He pointed to the growing popularity of voice over Internet protocol (VOIP) telephone services as a sign of new technologies emerging to change the way we communicate with one another.

“The telephone network is completely disappearing and becoming an application of the Internet,” he said. “Even TV itself will be delivered over the Internet.”

With the explosion in new Internet services still in full swing, Gates pointed to YouTube and Wikipedia as indications of what websites will look like in the future.

Microsoft is working on its own line of interactive offerings, including an online video service, a la YouTube, called SoapBox, and an interactive mapping tool called Live Earth. The mapping system shows all the things a person would expect to see on a map such as locations, routes and points of interest. It also has a feature that turns a map into a virtual 3-D representation of a city. By doing so, skyscrapers rise up, trees and parks are given contour and even traffic jams are depicted in real time.

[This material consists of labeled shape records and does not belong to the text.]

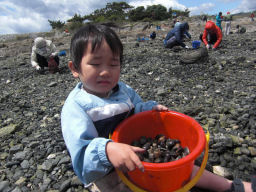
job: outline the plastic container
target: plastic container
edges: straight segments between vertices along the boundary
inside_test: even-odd
[[[65,50],[60,51],[59,56],[66,56],[66,51]]]
[[[179,139],[182,147],[189,148],[190,154],[168,163],[142,162],[145,171],[135,169],[128,172],[128,180],[146,191],[178,190],[190,180],[194,161],[206,145],[204,131],[197,121],[174,111],[141,112],[123,121],[114,131],[112,140],[131,144],[141,136],[155,137],[157,134]]]
[[[201,42],[200,41],[192,41],[192,48],[197,49],[200,47]]]

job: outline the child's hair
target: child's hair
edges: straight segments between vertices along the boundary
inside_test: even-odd
[[[101,46],[104,39],[113,54],[120,56],[120,64],[122,63],[123,44],[115,31],[104,24],[87,24],[80,28],[71,39],[70,57],[78,72],[80,72],[81,60],[88,47],[88,43],[92,44],[91,52],[93,53],[95,49]]]

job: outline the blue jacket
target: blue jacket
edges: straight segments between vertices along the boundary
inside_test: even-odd
[[[168,34],[165,37],[164,40],[164,45],[166,45],[167,41],[175,36],[176,37],[176,41],[178,44],[180,44],[180,46],[185,47],[186,45],[183,43],[183,38],[184,38],[184,34],[188,37],[191,38],[191,35],[188,32],[187,29],[188,24],[187,23],[182,23],[179,25],[176,25],[171,31],[168,32]]]
[[[73,169],[84,184],[112,170],[106,156],[109,134],[134,113],[151,110],[155,101],[143,102],[128,85],[119,82],[108,98],[100,98],[82,89],[82,83],[70,92],[61,112],[62,134]]]

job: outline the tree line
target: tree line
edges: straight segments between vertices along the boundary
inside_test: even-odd
[[[76,29],[83,25],[84,21],[89,22],[115,22],[122,23],[124,21],[162,21],[173,16],[185,16],[189,17],[190,11],[186,9],[185,11],[175,10],[169,8],[167,10],[161,4],[151,5],[144,8],[144,6],[139,6],[134,8],[126,2],[112,2],[107,3],[105,8],[96,9],[89,15],[81,16],[80,14],[75,14],[71,19],[67,20],[67,23],[53,20],[48,20],[52,29],[62,29],[66,24],[68,24],[71,30]]]

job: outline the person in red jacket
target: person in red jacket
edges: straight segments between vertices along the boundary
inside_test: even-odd
[[[221,43],[222,32],[220,28],[212,21],[207,21],[205,24],[204,32],[200,35],[201,41],[204,42],[207,49],[215,50]]]

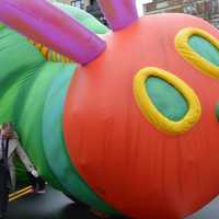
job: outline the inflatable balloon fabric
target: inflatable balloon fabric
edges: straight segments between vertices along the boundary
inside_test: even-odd
[[[138,18],[135,0],[99,3],[112,31],[72,7],[0,1],[0,122],[65,194],[182,219],[219,194],[219,32]]]

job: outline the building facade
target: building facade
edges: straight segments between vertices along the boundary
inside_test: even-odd
[[[219,28],[219,0],[153,0],[143,4],[143,14],[164,12],[200,16]]]
[[[73,7],[78,7],[84,11],[88,11],[103,24],[107,25],[96,0],[51,0],[51,1],[62,2]]]

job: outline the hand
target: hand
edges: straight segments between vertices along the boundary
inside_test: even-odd
[[[32,171],[31,171],[31,174],[32,174],[33,176],[35,176],[35,177],[38,177],[38,173],[37,173],[36,170],[32,170]]]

The new map software is already available for use online at maps.live.com, although it is still in its preliminary testing stages. When it is finished, Gates said a person will be able to pull up a

3-D map of a town — Ottawa, for example. The Parliament buildings will jut out of the scenery like as if they were part of a pop-up book. Moving a pointer over top of them will allow a person to see if Parliament is sitting, what bills are being debated and whether the session is available to be viewed over the Internet.

Similarly, moving a pointer over a shopping mall will show what stores are inside, whether they are having sales and which ones offer online shopping.

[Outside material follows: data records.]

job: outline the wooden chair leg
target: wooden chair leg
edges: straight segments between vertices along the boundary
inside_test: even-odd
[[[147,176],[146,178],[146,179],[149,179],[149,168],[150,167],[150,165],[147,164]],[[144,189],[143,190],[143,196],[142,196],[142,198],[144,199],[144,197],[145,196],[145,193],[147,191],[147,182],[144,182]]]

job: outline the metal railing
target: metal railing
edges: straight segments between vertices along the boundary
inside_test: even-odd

While he applauded the ingenuity that went into creating the new online services, Gates said the software industry is heading for a drought of talent that could hamper the fast-growing North American software industry.

Except in Asia, enrolment in post-secondary science and math programs are down, said Gates.

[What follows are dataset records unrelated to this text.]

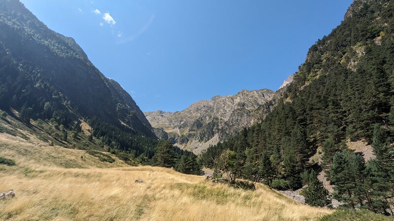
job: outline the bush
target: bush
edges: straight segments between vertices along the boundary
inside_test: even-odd
[[[230,184],[230,187],[235,188],[240,188],[245,190],[255,190],[256,186],[253,183],[250,181],[242,181],[241,180],[236,180],[235,183]]]
[[[7,115],[6,112],[0,111],[0,117],[5,118]]]
[[[278,190],[287,190],[290,187],[290,183],[283,179],[273,180],[271,184],[271,187]]]
[[[377,214],[366,210],[339,209],[330,215],[325,216],[320,220],[321,221],[342,220],[388,221],[393,219],[390,217]]]
[[[12,166],[15,165],[15,161],[10,159],[0,157],[0,164],[4,164],[9,166]]]
[[[98,158],[98,160],[100,161],[108,163],[113,163],[115,162],[115,159],[112,158],[112,157],[108,154],[101,153],[100,151],[98,151],[97,150],[87,150],[86,153]]]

While additional investment in post-secondary education is important, Gates urged governments to put more resources into promoting science and technology courses at the high school level. He said by getting high school students interested in computers and science, it will ensure they pursue technology and science degrees in university.

Gates also urged businesses to become more involved with post-secondary schools. Big companies do not create technology clusters of small startup companies, he said. High-quality researchers at universities do.

“Large research universities are the ones who spin out biotechnology and software startups,” he said, adding one of the reasons Microsoft has been so successful is because it closely partners with researchers at post-secondary institutions to monitor what types of projects they are working on.

“Half of the breakthroughs at Microsoft come from the university environment,” he said. “We became very good at meeting top professors and explained we wanted the top students to come and work for Microsoft.”

Gates said capturing and retaining top-level talent has allowed the company to continue to dominate the market for software over the past 33 years.

When asked about emerging threats from competing companies such as Google –which has its own word-processing and spreadsheet software –or others in the open-source software community, Gates became defiant.

“Is this the year free software was invented? I’d remember 1981. It was hyper-competitive then.” he said. “If there was ever a year that passed when people didn’t say we would go out of business, I’d be worried. Keep up the record, 33 years straight.”